Thorny Texas Death-Row Case Faces Review

WASHINGTON (CN) — A death-penalty case from Texas that the Supreme Court had reservations about rejecting years ago will face review next term, the justices said Monday.

Duane Buck has been on death row since his conviction by a jury for the 1995 murder of his ex-girlfriend, Debra Gardner, and her friend, Kenneth Butler.

When the Fifth Circuit denied Buck a certificate of appealability in August 2015, it noted that Buck was arrested at the scene, that police found the murder weapons in his car, and that two witnesses identified him as the shooter.

"Buck laughed during and after the arrest and stated to one officer that 'the bitch got what she deserved,'" the ruling states.

The prosecutor had emphasized Buck's race, eliciting testimony from psychologist Walter Quijano on the stand that black men are statistically more likely to commit violent crimes.

Quijano had actually been called as a witness in six capital cases, and prosecutors invited the jury in each case to consider race as a factor in sentencing.

Each defendant also received a death sentence, but the Supreme Court vacated the sentence of one of the men, Victor Hugo Saldano, after Texas confessed an error.

Since Quijano gave similar testimony at five other trials, including Buck, the state attorney general flagged those defendants' cases.

Texas did not raise procedural defenses to federal habeas petitions from four of the defendants, but it did assert a bar against Buck. The four defendants were each resentenced to death.

State prosecutors argued that Buck's case was materially different since the defendant's own lawyer called Quijano as a witness.

Though two of the six other similar defendants had also called Buck as a witnesss, a federal judge still applied Texas' procedural bar and dismissed Buck's habeas petition.

Buck pointed out Texas' misstatements, but the court refused to alter its judgment.
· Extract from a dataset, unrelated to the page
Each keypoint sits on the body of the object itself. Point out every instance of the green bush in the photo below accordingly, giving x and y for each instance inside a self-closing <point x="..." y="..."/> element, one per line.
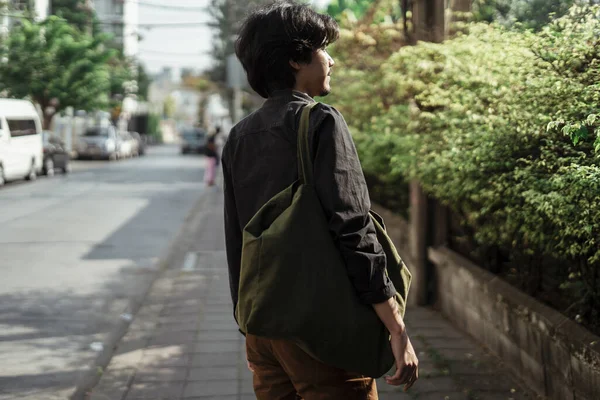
<point x="502" y="126"/>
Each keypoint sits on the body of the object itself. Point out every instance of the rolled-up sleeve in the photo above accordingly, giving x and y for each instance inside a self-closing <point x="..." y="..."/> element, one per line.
<point x="342" y="190"/>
In that matter, the state further erroneously claimed that the defense in one of the similar cases had not actually called Quijano as a witness.

The Fifth Circuit has rejected three appeals by Buck. Several justices dissented in November when the court denied Buck a rehearing en banc.

When the Supreme Court refused to take up one of those appeals in 2011, Justices Sonia Sotomayor and Elena Kagan complained that that the court had missed an opportunity to weigh in on a case "marred by racial overtones" and potential misconduct by state prosecutors.

The Supreme Court agreed Monday to take up Buck's case.

Per their custom, the justices did not issue any opinion on the order.

Buck is represented by the NAACP.

That group noted in a statement today that the "knowing reliance on false, inflammatory and deeply prejudicial evidence explicitly linking Mr. Buck's race to his likelihood of future dangerousness is plainly extraordinary."

"The Supreme Court's decision to accept Mr. Buck's appeal is an important step toward restoring public confidence in the integrity of the courts," the NAACP's statement continues. "We are hopeful that the Supreme Court will correct this egregious error, and that Texas will acknowledge Mr. Buck's right to a new sentencing hearing free of racial bias. Justice can only be served in this extraordinary case of racial bias by a new sentencing hearing free of inflammatory, inaccurate stereotypes."